We have recently described a patient in whom a Perceval bioprosthesis was implanted after intraoperative failure of a valve-sparing procedure, since any attempt to a further repair was considered time consuming and with limited chances of success. Three years postoperatively, the patient is asymptomatic with a normally functioning aortic prosthesis (5).
The considerable experience acquired so far with rapid deployment and sutureless valves has stimulated many surgeons to use such devices not only for standard AVR, particularly in patients in whom limiting the overall ischemic time is felt to be of paramount importance, but also in different surgical scenarios. In this respect the interesting paper by Piperata et al. shows another possible indication aimed to facilitate complex index or redo procedures (2). Therefore, we believe the time has come to strongly support the unusual or even ‘off label ’ employment of these devices by including them in future recommendations.
REFERENCES
  1. Glauber M, Moten SC, Quaini E, et al. International expert consensus on sutureless and rapid deployment valves in aortic valve replacement using minimally invasive approaches. Innovations 2016; 11:165-173.

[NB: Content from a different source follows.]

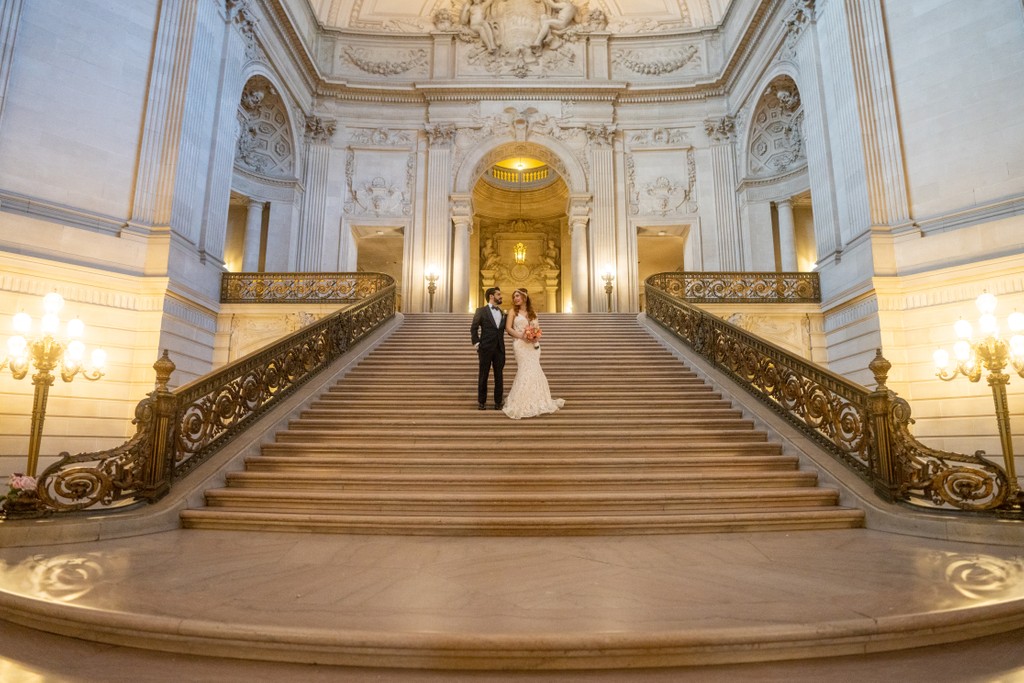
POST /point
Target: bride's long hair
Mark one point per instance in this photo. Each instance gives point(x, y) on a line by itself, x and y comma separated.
point(530, 315)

  2. Piperata A, Bottio T, Avesani MD, Folino G, Bellanti E, Gerosa G. Use of rapid‐ deployment aortic valve prosthesis and patch reconstruction in complex endocarditis. J Card Surg 2020; 35:2056–2058.
  3. Chiariello GA, Villa E, Messina A, et al. Perceval valve-in-valve implant for full root xenograft failure. J Card Surg. 2017;1–4.
  4. Martinelli GL, Cotroneo A, Stelian E, Benea D, Diena M. A new approach for severe aortic regurgitation in porcelain aorta with sutureless Perceval valve: A case report. Intern J Surg Case Rep 2019; 59: 124-127.
  5. Vendramin I, Piani D, Sponga S, Bortolotti U, Livi U. Immediate failure of a valve- sparing procedure: repair with a Perceval sutureless prosthesis. J Cardiovasc Med 2020.